NOODB: Query Parsers

April 9, 2010

The conversion from the query to sql is a two step process.

Step 1:  Parse the query into an object graph. This is so that multiple implementations of the repository don’t all have to figure out how to do this; Noodb converts the query to a common format, and each repository can do as it needs.

Step 2: Convert the common graph into Sql.

Step 2 is easier. It just has to walk the graph and output sql as it goes. No big deal for the simple queries I’m starting with.

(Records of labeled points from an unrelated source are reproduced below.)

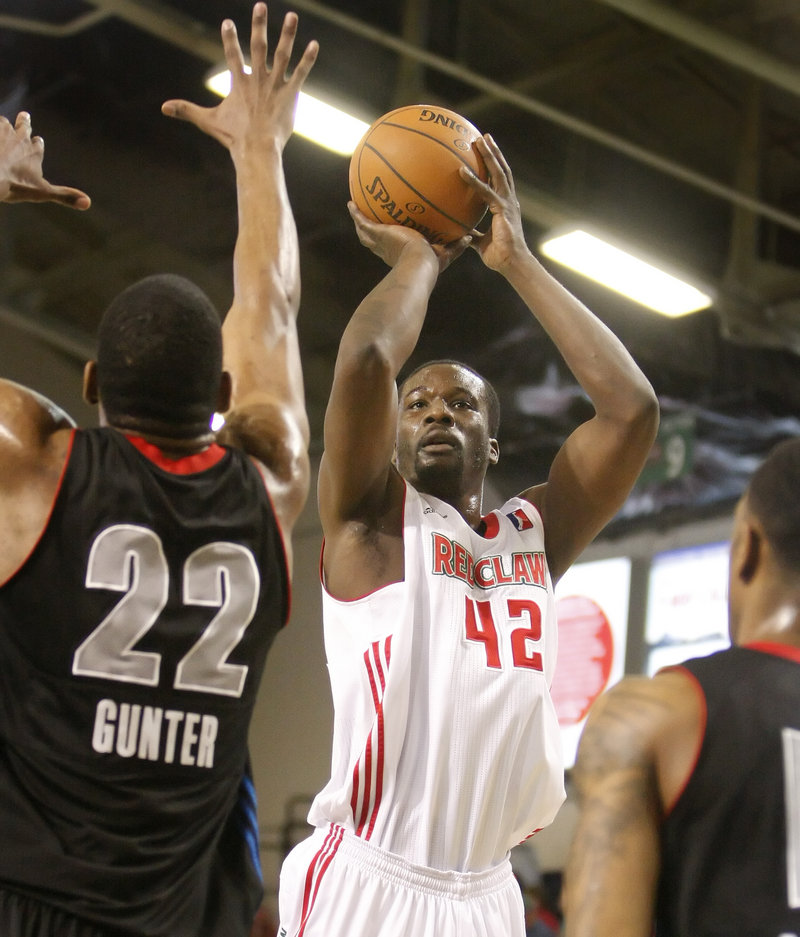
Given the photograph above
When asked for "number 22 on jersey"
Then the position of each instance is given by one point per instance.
(130, 559)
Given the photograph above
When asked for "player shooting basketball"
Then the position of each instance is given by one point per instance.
(439, 622)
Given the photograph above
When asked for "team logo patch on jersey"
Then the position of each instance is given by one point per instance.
(520, 519)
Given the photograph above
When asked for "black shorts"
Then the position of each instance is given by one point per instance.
(21, 916)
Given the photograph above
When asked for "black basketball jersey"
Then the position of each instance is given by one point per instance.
(731, 845)
(132, 642)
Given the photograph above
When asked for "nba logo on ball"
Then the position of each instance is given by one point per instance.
(405, 171)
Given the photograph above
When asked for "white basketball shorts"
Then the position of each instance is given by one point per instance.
(335, 884)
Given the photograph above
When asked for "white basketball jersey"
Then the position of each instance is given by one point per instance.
(446, 746)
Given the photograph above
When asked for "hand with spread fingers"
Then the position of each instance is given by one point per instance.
(261, 101)
(21, 176)
(505, 238)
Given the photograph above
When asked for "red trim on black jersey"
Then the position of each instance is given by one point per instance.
(776, 648)
(184, 465)
(668, 808)
(50, 510)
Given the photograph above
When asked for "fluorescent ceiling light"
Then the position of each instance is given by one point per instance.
(620, 271)
(321, 123)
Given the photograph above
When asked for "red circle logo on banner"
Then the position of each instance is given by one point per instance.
(585, 655)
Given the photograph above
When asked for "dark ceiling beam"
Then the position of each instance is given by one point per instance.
(180, 30)
(695, 33)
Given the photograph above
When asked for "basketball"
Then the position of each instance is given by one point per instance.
(405, 171)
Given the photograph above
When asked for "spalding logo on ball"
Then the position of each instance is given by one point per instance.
(405, 171)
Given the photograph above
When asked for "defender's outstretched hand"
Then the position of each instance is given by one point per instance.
(263, 101)
(21, 178)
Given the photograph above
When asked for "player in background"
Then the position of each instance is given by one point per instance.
(689, 781)
(145, 564)
(440, 630)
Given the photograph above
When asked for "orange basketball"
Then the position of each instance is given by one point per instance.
(405, 171)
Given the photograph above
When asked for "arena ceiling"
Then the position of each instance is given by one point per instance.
(674, 126)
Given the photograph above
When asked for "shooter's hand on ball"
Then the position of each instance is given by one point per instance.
(505, 239)
(21, 177)
(388, 241)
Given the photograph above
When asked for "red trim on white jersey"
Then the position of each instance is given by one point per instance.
(316, 872)
(376, 665)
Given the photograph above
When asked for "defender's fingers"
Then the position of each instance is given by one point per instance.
(492, 148)
(305, 64)
(184, 110)
(283, 51)
(258, 37)
(72, 198)
(22, 125)
(233, 51)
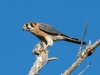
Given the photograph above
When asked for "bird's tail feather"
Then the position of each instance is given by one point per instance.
(73, 40)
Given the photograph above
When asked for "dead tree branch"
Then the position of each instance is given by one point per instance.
(80, 49)
(85, 53)
(85, 68)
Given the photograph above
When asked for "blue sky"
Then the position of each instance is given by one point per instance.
(67, 16)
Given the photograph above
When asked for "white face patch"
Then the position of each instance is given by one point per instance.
(30, 27)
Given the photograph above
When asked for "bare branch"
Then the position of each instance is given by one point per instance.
(85, 68)
(80, 49)
(86, 52)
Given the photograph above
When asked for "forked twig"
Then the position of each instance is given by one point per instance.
(80, 49)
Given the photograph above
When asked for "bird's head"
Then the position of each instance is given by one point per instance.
(29, 26)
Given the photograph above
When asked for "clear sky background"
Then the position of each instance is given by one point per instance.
(67, 16)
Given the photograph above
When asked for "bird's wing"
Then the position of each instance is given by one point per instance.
(48, 29)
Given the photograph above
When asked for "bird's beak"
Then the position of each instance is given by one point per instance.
(24, 27)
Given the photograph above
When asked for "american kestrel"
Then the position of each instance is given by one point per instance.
(47, 34)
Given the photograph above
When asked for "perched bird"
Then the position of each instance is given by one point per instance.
(47, 34)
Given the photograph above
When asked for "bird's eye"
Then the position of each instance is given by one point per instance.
(31, 25)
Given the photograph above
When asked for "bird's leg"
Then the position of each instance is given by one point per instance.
(45, 46)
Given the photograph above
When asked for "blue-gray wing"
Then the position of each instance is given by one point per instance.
(48, 29)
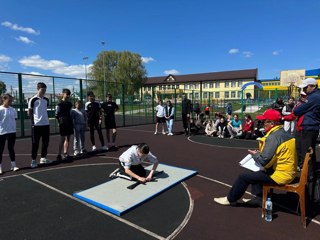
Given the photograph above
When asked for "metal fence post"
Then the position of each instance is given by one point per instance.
(123, 107)
(21, 102)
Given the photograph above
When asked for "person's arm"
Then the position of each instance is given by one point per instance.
(133, 175)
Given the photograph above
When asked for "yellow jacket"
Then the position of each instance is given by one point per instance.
(278, 151)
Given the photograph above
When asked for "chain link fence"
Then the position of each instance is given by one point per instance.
(134, 109)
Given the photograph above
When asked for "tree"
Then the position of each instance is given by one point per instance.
(3, 87)
(121, 70)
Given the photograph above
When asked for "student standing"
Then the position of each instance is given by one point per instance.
(160, 117)
(63, 115)
(94, 115)
(8, 116)
(109, 108)
(37, 111)
(169, 115)
(79, 117)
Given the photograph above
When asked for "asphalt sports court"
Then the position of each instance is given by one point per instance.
(39, 203)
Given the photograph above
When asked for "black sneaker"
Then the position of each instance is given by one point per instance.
(114, 174)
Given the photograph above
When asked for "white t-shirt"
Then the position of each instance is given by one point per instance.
(160, 111)
(7, 120)
(131, 157)
(39, 107)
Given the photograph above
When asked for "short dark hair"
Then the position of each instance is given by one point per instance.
(90, 93)
(144, 148)
(41, 85)
(66, 90)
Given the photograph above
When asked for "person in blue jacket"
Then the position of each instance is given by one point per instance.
(309, 111)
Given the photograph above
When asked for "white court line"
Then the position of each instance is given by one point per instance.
(283, 207)
(212, 145)
(152, 234)
(187, 217)
(171, 236)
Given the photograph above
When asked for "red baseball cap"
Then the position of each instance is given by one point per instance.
(270, 114)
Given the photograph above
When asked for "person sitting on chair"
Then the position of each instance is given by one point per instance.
(277, 154)
(130, 164)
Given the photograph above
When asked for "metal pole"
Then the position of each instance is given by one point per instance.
(104, 72)
(85, 71)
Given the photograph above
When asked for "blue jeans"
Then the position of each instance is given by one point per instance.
(169, 125)
(256, 179)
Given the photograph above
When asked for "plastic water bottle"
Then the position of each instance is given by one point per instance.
(268, 209)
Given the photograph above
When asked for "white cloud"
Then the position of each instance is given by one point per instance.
(4, 58)
(233, 51)
(247, 54)
(4, 62)
(147, 59)
(276, 52)
(24, 40)
(56, 66)
(172, 71)
(16, 27)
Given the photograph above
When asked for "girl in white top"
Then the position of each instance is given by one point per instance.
(8, 116)
(131, 163)
(160, 110)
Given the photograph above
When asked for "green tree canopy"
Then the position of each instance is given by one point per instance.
(121, 71)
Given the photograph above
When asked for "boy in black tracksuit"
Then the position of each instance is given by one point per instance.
(94, 116)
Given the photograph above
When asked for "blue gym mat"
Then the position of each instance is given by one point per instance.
(114, 196)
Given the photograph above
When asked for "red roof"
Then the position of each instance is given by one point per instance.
(200, 77)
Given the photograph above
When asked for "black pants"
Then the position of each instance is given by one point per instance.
(185, 121)
(37, 133)
(92, 126)
(137, 169)
(11, 137)
(244, 180)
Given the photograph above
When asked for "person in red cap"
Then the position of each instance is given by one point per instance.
(277, 154)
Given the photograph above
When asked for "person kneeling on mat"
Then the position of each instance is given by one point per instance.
(130, 164)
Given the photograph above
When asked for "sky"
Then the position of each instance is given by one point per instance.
(61, 37)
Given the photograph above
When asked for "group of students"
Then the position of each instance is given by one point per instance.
(164, 114)
(70, 120)
(223, 127)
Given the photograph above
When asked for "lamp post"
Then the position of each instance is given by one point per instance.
(85, 71)
(104, 73)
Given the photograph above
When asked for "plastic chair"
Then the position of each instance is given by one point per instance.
(299, 188)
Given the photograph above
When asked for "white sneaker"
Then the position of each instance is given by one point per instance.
(45, 161)
(34, 164)
(114, 173)
(222, 201)
(105, 148)
(14, 169)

Step 1 is a lot more difficult. I’m working through the code, and it will work, but I’m not going to be happy with it on this pass. I’m manually parsing the string; there has to be a more elegant way of doing this. Unfortunately, I don’t have any experience to draw on in this case.

At this point, I’m working on parsing single-object queries. I’m only concerned with the where clause With those constraint in mind, step 2 is working.

Here’s a piece of test code:

Query simpleQuery2 = new NoodbQueryParser().Parse("from p in QueryPerson where p.LastName='Allard' && p.FirstName='Jay' || p.MiddleInitial='M'");
string simpleText2 = new SqlQueryConverter().Convert(simpleQuery2);

The resulting text:

(
	[p].[LastName] = 'Allard' 
	And [p].[FirstName] = 'Jay' 
	Or [p].[MiddleInitial] = 'M'
)

Pretty simple. Again, Step 1 isn’t complete, it only does the simple stuff. But, if you skip step 1 (which convers the text to a query object), and just create the query object yourself, then you see that step 2 is more mature.

(
	[p].[LastName] = 'Allard'
	Or 
	(
		[p].[FirstName] = 'Santa'
		And [p].[LastName] = 'Claus'
	)	
	And [p].[random] = 'blah'
)

The sql shown is the actual generated sql; I’m not reformatting it. It’s generated with the tabbing to make it more readable. If that proves to be detrimental to performace, I’ll make the formatting optional.